Question

In: Accounting

Universal foods issued 12% bonds, dated January 1, with a face amount of $155 million on...

Universal foods issued 12% bonds, dated January 1, with a face amount of $155 million on January 1, 2018 to Wang Communcations. The bonds mature on December 31, 2032 (15 years). The market rate of interest for similar issues was 14%. Interest is paid semiannually on June 30 and December 31. Universal uses the straight line method. Universal Foods sold the entire bond issue to Wang Communications.

Required: 1-3. Prepare the journal entry to record the purchase of the bonds by Wang Communications on January 1, 2018, interest REVENUE on June 30, 2018 and interest REVENUE on December 31, 2025.

Solutions

Expert Solution

It is asked to record the journal entries in the books of the investor in bonds that is Wang Communications. In order to record any transaction, it is important to know the issue price of the bonds by Universal foods.
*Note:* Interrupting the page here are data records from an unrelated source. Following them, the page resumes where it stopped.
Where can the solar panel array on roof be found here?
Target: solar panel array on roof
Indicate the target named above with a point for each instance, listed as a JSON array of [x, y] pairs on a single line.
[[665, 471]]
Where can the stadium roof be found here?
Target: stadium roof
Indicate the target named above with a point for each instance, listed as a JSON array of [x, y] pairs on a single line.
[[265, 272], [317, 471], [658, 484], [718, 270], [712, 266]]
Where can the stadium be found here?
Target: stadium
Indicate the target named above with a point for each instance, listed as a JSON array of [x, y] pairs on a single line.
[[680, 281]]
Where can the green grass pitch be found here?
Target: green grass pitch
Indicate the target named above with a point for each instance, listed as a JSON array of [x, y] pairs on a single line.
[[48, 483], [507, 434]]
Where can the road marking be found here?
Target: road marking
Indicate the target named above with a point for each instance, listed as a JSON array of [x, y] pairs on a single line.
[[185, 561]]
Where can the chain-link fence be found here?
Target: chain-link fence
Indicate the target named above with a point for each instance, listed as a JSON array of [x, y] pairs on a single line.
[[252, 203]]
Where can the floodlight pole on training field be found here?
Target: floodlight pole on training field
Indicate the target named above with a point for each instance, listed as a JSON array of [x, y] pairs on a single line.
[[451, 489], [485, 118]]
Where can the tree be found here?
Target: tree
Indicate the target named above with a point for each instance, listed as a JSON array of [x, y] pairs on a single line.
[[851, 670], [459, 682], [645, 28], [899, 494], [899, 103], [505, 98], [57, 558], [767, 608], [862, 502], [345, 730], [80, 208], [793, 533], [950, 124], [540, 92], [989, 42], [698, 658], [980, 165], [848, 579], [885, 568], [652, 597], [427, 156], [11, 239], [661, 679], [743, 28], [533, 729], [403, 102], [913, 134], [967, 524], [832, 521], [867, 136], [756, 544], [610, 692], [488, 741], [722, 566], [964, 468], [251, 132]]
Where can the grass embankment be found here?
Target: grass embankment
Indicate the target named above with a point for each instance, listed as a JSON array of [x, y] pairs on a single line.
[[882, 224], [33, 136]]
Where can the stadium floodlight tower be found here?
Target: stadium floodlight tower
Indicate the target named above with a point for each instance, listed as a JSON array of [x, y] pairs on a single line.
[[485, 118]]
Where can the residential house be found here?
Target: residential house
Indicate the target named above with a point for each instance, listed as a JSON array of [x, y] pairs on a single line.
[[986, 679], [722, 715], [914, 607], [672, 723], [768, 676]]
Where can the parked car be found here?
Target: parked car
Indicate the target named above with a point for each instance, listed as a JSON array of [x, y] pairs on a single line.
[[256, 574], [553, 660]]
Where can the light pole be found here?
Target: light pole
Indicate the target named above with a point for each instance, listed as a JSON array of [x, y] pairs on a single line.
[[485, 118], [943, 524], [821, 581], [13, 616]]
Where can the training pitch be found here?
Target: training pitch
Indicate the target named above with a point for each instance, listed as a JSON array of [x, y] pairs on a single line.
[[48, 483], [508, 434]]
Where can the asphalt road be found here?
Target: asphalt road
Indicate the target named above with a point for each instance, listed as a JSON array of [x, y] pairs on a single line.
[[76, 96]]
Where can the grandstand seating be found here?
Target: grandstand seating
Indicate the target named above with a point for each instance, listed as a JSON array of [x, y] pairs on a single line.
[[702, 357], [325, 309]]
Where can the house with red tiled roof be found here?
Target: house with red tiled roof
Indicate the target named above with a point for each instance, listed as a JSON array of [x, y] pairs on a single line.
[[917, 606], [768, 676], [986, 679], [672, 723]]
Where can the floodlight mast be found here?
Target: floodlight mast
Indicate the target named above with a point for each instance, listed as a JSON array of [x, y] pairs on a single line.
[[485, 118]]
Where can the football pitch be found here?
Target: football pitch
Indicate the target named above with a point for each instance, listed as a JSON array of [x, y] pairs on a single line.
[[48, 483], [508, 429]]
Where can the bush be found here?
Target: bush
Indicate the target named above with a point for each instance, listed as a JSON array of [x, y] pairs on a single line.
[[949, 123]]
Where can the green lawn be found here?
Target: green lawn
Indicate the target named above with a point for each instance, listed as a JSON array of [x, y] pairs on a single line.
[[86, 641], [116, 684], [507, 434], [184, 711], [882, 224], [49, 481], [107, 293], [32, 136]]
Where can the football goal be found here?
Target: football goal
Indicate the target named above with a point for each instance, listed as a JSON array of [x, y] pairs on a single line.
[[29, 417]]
Issue price of the bonds can be understood from the following table:

  • Face value of the bonds are $155 million which is provided to us in the question.
  • The Interest rate of Bonds is 12% per annum, which is 6% semi annually.
  • Price of the bond is nothing but the Present value of the interest payments in addition to the present value of the maturity amount. The discounting factor is the market rate of Interest (14%) semiannually i.e., 7% per installment.
  • By applying the above formula, the price of Bonds is arrived at $135,765,986.
  • The discount is $19,234,014.
  • Interest Amount per installment is calculated by multiplying the face value with the interest rate semiannually (6%).
  • Present Value of Interest is calculated by using the annuity factor of 7% for 30 installments i.e., 12.4090.
  • Present Value of Face value of $155,000,000 is arrived by multiplying it with the Present Value factor of 7% for the 30th installment i.e., 0.131367.
  • Price of the Bond (Present Value of Bond) = Present Value of Interest Payments + Present Value of Face Value at 30th Installment.
  • Therefore, Bonds are purchased by Wang Communications at $135,765,986.
  • Discount on Issue of Bond = Face Value of the Bond - Price of the Bond.

Journal entry to record the purchase of the bonds and interest REVENUE on June 30, 2018 and December 31, 2025 in the books of WANG COMMUNICATIONS are as follows:

  • Purchase of bonds is recorded by debiting the bonds of Universal foods, as they are the asset to the company. Cash is credited because, cash has been paid to acquire those bonds.
  • Interest is calculated on the face value of the bonds ($155,000,000) at nominal rate of 12% p.a. at 6% semiannual rate. We get $9,300,000 ($155,000,000 x 6%). Interest on Bonds is income to the company, hence Interest on Bonds is credited and as cash will be received for interest, cash is debited.
  • Interest amount won't differ eventhough life of bond expires for an investor. Interest amount might change gradually for the investee as there would be amortization of discount, none of such things are applicable to investor. Hence there would be no change in the entries of interest passed on June 30, 2018 and December 31, 2025 for Wang Communications.